The Seahawks' defensive line was the unsung hero of coordinator Dan Quinn's top-ranked defense all season. Seattle rarely blitzes, asking the front four to win the battle in the trenches and apply pressure so the linebackers can focus on defending the run and locking down athletic tight ends in coverage. And when that pressure got to Manning on Sunday, he had little chance to push the ball downfield against the L.O.B.

"It was a combination of coverage and pressure as it always is in pass defense," said Broncos head coach John Fox. "There is a reason why they were the No. 1 team in defense during the season. Give them credit. They had a lot to do with it -- with a combination of coverage and rush."

Clemons was acquired from the Philadelphia Eagles in 2010 specifically to play the "LEO" position in head coach Pete Carroll's defense. His performance Sunday was his most impactful since returning from the torn ACL he suffered during the 2013 playoff victory over the Washington Redskins.

Avril reportedly turned down a three-year, $30 million offer to stay with the Detroit Lions, eventually signing a two-year, $13 million deal with the Seahawks. A master of the strip-sack, Avril simply dominated Broncos right tackle Orlando Franklin, often pushing him back into Manning's feet.

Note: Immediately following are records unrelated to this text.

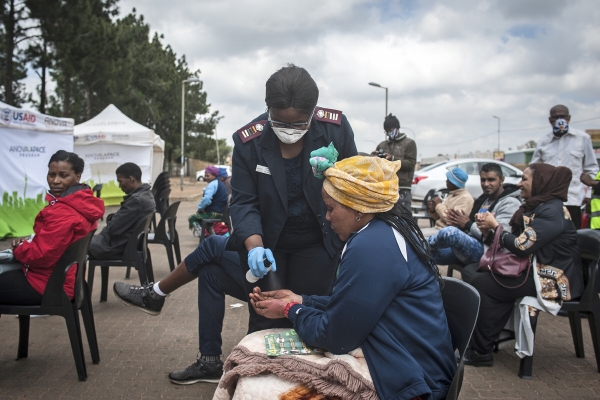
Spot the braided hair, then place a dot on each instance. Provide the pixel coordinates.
(405, 224)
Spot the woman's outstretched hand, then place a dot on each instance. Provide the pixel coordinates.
(272, 304)
(283, 294)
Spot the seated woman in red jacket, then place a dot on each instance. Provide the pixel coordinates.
(71, 214)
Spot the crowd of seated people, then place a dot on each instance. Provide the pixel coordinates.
(534, 224)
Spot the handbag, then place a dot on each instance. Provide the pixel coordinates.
(501, 261)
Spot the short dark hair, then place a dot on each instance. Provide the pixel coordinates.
(391, 122)
(492, 167)
(76, 162)
(292, 86)
(130, 169)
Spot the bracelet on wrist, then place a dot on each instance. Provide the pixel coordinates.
(288, 306)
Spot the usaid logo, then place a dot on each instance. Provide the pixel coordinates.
(89, 138)
(23, 117)
(6, 115)
(55, 122)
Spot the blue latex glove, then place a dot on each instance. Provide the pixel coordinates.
(256, 258)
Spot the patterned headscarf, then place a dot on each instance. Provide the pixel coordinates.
(365, 184)
(548, 182)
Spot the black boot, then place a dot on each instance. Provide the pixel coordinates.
(475, 359)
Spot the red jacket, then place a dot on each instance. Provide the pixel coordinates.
(61, 223)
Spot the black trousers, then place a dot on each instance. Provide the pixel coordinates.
(575, 212)
(15, 290)
(308, 270)
(496, 305)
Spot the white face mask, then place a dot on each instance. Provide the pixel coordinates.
(289, 135)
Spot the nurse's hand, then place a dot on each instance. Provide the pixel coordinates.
(283, 294)
(270, 308)
(256, 262)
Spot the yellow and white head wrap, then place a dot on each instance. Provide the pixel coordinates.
(365, 184)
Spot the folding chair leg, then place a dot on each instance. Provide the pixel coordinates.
(23, 336)
(72, 320)
(91, 270)
(526, 366)
(149, 269)
(104, 291)
(170, 256)
(576, 332)
(177, 248)
(594, 320)
(90, 327)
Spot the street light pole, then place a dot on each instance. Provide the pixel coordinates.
(498, 118)
(217, 140)
(182, 124)
(386, 90)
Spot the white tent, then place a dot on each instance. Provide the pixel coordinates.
(111, 139)
(27, 141)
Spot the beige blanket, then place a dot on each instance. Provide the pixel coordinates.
(250, 374)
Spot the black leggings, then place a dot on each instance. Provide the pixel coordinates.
(497, 304)
(15, 290)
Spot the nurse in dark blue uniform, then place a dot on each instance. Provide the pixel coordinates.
(276, 209)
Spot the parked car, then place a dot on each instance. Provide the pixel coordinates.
(434, 176)
(200, 174)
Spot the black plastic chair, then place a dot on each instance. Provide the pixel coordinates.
(56, 302)
(166, 234)
(421, 212)
(461, 303)
(588, 304)
(162, 203)
(136, 255)
(206, 224)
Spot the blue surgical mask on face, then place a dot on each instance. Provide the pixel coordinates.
(561, 126)
(393, 134)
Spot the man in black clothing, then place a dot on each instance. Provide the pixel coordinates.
(138, 202)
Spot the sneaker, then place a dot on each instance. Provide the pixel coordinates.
(196, 229)
(142, 297)
(200, 371)
(478, 360)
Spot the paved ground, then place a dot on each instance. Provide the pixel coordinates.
(138, 351)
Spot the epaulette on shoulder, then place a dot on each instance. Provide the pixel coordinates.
(251, 131)
(328, 115)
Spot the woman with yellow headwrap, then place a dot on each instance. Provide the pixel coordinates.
(386, 298)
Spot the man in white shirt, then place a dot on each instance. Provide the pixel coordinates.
(570, 148)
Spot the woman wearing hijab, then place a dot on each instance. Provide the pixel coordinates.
(213, 203)
(386, 298)
(542, 228)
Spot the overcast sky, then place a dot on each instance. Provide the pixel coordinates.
(449, 66)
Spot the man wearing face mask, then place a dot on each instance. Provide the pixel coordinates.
(276, 210)
(568, 147)
(399, 147)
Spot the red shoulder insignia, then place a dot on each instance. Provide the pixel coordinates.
(328, 115)
(251, 131)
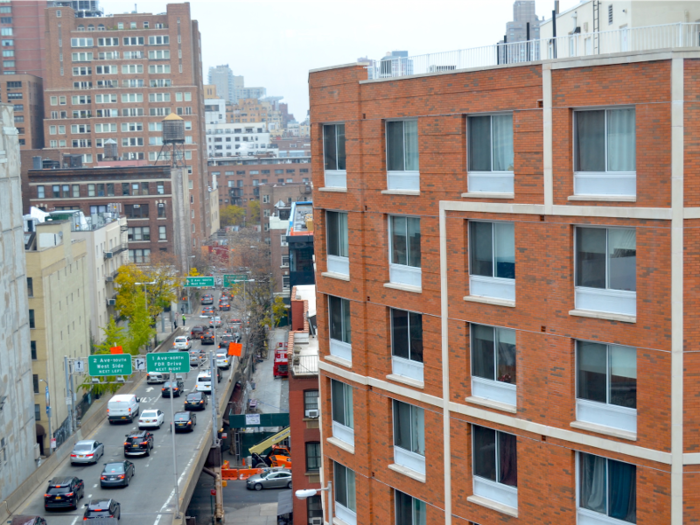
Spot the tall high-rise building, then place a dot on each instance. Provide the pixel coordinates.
(117, 78)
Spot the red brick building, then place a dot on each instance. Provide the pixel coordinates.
(507, 274)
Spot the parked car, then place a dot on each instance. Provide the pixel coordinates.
(102, 508)
(87, 451)
(185, 421)
(138, 443)
(275, 479)
(117, 474)
(64, 492)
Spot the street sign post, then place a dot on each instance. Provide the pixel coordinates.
(101, 365)
(230, 280)
(176, 362)
(199, 282)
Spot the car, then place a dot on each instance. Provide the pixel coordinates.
(185, 421)
(274, 479)
(139, 443)
(182, 342)
(102, 508)
(177, 387)
(195, 401)
(64, 492)
(151, 419)
(117, 474)
(87, 451)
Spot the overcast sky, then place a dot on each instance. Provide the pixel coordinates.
(274, 43)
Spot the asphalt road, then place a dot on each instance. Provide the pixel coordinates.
(150, 497)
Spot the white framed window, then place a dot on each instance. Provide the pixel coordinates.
(493, 361)
(334, 155)
(402, 155)
(605, 156)
(607, 491)
(490, 153)
(407, 344)
(339, 324)
(404, 250)
(606, 385)
(605, 265)
(342, 412)
(337, 241)
(409, 436)
(495, 465)
(492, 259)
(344, 493)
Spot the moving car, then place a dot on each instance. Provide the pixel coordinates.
(87, 451)
(177, 388)
(151, 419)
(195, 401)
(138, 443)
(117, 474)
(275, 479)
(102, 508)
(64, 492)
(185, 421)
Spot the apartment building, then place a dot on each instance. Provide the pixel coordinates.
(506, 263)
(59, 318)
(117, 77)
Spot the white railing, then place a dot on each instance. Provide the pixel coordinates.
(667, 36)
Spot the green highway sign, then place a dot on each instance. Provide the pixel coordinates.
(230, 280)
(176, 362)
(200, 282)
(109, 365)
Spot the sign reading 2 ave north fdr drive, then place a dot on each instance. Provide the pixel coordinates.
(176, 362)
(109, 365)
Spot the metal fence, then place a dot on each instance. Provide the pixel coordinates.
(667, 36)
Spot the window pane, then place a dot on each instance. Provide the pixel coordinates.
(505, 250)
(394, 146)
(622, 153)
(484, 452)
(482, 351)
(410, 128)
(622, 491)
(592, 371)
(590, 257)
(502, 142)
(592, 483)
(399, 333)
(398, 240)
(506, 356)
(590, 141)
(622, 250)
(623, 376)
(479, 153)
(329, 148)
(481, 249)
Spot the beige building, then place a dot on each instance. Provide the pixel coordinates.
(59, 318)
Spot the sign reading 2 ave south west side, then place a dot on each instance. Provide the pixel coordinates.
(109, 365)
(176, 362)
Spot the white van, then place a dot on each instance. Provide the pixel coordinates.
(124, 407)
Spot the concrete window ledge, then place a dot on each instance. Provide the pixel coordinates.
(406, 381)
(404, 287)
(591, 314)
(601, 429)
(407, 472)
(333, 275)
(488, 300)
(341, 444)
(493, 505)
(492, 404)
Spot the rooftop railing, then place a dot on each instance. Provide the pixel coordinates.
(633, 39)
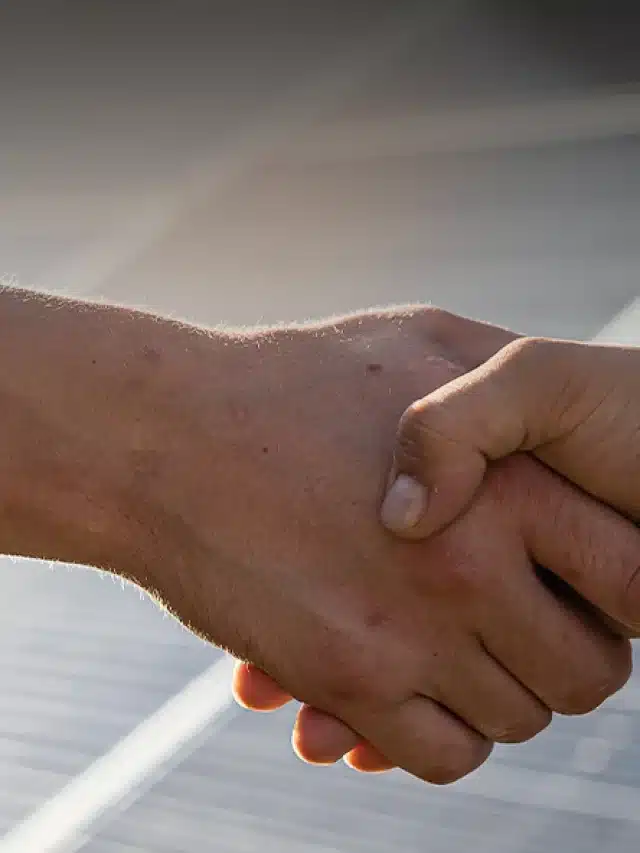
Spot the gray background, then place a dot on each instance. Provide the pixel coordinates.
(183, 156)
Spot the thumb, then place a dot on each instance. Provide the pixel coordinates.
(445, 440)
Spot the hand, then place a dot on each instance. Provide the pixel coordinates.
(321, 739)
(576, 406)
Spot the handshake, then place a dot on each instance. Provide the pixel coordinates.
(424, 590)
(518, 602)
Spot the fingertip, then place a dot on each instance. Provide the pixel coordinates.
(404, 505)
(254, 690)
(366, 759)
(321, 739)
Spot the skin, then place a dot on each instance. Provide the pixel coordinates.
(237, 478)
(575, 406)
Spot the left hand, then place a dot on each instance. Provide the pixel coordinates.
(319, 738)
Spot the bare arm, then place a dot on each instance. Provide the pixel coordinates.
(238, 478)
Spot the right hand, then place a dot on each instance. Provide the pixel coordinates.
(266, 542)
(575, 406)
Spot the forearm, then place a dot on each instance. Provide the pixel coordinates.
(89, 410)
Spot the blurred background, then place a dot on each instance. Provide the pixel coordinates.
(238, 161)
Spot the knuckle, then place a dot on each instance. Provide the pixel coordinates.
(521, 730)
(456, 763)
(591, 691)
(630, 604)
(352, 673)
(412, 430)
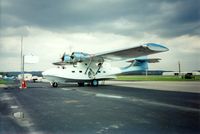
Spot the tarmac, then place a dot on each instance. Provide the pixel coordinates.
(112, 108)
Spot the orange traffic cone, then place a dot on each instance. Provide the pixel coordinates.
(23, 84)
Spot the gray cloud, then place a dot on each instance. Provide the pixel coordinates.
(166, 18)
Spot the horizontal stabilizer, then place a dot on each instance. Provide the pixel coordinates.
(153, 60)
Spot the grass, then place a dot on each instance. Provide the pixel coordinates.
(154, 78)
(3, 82)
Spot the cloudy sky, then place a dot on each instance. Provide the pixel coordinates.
(51, 27)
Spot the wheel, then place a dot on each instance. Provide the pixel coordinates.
(55, 84)
(95, 83)
(80, 84)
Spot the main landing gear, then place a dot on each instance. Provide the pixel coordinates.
(93, 83)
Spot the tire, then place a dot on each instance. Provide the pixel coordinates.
(54, 84)
(95, 83)
(81, 84)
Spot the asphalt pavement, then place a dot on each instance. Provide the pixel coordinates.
(113, 108)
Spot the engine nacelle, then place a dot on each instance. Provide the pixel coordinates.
(79, 56)
(67, 58)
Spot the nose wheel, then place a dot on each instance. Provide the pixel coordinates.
(95, 83)
(55, 84)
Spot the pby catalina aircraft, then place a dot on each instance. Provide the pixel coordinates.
(91, 68)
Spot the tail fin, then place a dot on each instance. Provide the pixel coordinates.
(139, 64)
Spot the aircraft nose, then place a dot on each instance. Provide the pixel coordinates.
(44, 73)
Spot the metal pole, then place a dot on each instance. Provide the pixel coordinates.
(179, 68)
(22, 60)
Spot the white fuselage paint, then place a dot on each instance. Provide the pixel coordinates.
(81, 72)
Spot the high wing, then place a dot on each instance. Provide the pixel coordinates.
(122, 54)
(133, 52)
(152, 60)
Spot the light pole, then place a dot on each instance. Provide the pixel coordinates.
(23, 83)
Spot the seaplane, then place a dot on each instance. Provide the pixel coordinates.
(84, 68)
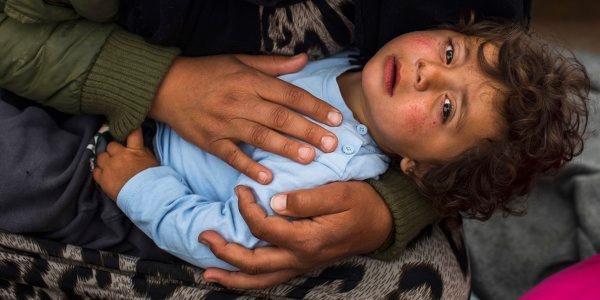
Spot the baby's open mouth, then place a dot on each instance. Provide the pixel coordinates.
(390, 75)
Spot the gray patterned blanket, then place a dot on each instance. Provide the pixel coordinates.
(434, 266)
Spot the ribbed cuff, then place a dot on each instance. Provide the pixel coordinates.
(124, 79)
(410, 210)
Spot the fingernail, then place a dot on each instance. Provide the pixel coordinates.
(305, 153)
(328, 142)
(279, 202)
(334, 117)
(262, 177)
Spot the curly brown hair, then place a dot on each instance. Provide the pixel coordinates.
(546, 94)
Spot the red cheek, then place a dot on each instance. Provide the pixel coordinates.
(415, 119)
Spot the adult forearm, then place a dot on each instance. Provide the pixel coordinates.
(124, 79)
(411, 212)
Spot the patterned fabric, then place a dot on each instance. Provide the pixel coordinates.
(434, 266)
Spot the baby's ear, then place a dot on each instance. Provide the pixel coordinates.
(413, 168)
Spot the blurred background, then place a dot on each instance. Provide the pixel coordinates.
(511, 255)
(575, 23)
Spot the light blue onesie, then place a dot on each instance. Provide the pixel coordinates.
(193, 191)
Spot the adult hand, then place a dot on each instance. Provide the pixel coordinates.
(217, 101)
(120, 163)
(336, 220)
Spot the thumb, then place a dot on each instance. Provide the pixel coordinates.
(275, 64)
(307, 203)
(135, 139)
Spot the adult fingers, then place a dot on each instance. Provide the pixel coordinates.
(287, 94)
(324, 200)
(273, 229)
(272, 141)
(269, 119)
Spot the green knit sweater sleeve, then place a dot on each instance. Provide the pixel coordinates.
(411, 212)
(124, 79)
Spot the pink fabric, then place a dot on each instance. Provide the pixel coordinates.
(580, 281)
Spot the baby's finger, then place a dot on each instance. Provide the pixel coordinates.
(135, 139)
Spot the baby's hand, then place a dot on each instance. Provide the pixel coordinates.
(120, 163)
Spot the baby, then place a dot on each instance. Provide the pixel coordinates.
(472, 113)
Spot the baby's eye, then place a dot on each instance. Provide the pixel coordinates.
(449, 52)
(446, 109)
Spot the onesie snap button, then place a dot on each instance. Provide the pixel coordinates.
(362, 129)
(348, 149)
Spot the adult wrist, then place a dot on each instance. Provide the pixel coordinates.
(410, 211)
(123, 81)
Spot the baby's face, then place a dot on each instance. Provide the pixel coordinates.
(426, 97)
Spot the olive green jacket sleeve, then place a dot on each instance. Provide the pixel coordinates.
(50, 54)
(410, 210)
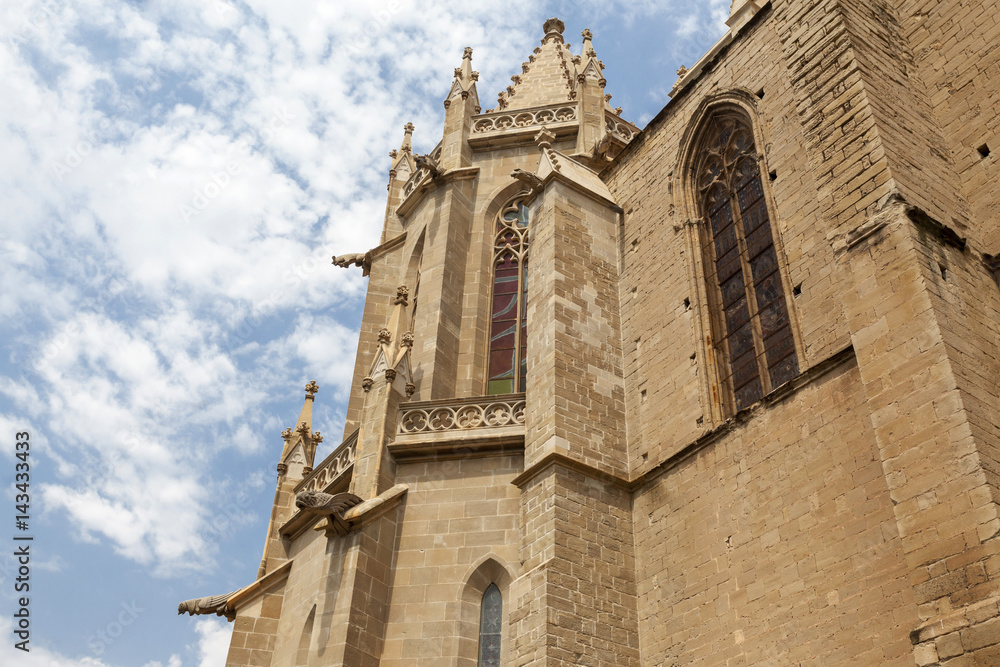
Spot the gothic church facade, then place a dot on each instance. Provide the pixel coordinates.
(723, 391)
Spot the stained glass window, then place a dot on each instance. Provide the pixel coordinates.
(753, 334)
(508, 328)
(490, 626)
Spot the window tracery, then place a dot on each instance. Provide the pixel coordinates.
(508, 329)
(490, 627)
(752, 331)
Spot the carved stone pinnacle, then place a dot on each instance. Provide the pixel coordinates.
(544, 138)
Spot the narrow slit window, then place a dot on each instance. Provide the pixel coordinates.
(508, 324)
(752, 333)
(490, 627)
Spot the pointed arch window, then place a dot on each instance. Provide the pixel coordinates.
(508, 330)
(490, 627)
(752, 331)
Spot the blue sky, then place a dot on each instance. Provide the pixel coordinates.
(175, 177)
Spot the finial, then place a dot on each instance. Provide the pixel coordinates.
(553, 30)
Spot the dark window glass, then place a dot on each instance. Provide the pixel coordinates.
(490, 627)
(754, 337)
(508, 326)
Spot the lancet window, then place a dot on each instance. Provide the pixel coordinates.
(752, 332)
(508, 330)
(490, 627)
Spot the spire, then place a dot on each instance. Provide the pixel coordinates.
(401, 161)
(547, 77)
(460, 105)
(292, 464)
(401, 166)
(589, 89)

The play of the defensive ends played directly into Seattle's gameplan: jam the receivers, get Manning off his spot and use the pressure to generate turnovers.

What became evident extremely early on was that the Broncos' offensive line was overmatched physically, and Avril and Clemons effectively blew up the timing and chemistry of the highest scoring offense in NFL history.

"It is amazing, it is what we worked for, this is why we play the game," said Avril. "I went from 0-16 to now I am a champ! I am a champ now and this feels great. We are the best in the world right now."

Manning would finish with a pile of completions (34) and yards (280), but that was cosmetic -- built on stat-stuffing underneath passes well after the outcome was decided. The only important stat was the two first-half interceptions -- both impacted by the pressure from the front four. By the time Clemons recorded a strip-sack turnover in the fourth quarter, it was more embarrassing salt in the wound of the 35-point walloping.

Smith was a deserving game Most Valuable Player, but he simply receives the personal hardware for a defense that catapulted Seattle to its second Super Bowl appearance, and then laid the hammer on the Broncos to pave the way for the Seahawks' first title in franchise history.

"Everybody, from top to bottom," free safety Earl Thomas said when asked if the entire defense deserved the MVP award. "The receivers play great. Everybody on defense played great. This was a great win."

Avril and Clemons have another year on their contracts. Michael Bennett, perhaps the team's most consistent playmaking lineman throughout the season, had a quiet Super Bowl but will be among the team's top offseason priorities after playing on a one-year, $5 million deal in 2013.

For the table setters for the Seahawks' defense, the table remains in strong standing position to help anchor a run at a repeat in 2014.

"It is amazing," Avril said of winning the Lombardi Trophy. "This is what everybody in the league works for and now we are here and I got my hat and we are champs, baby. It doesn't get any better."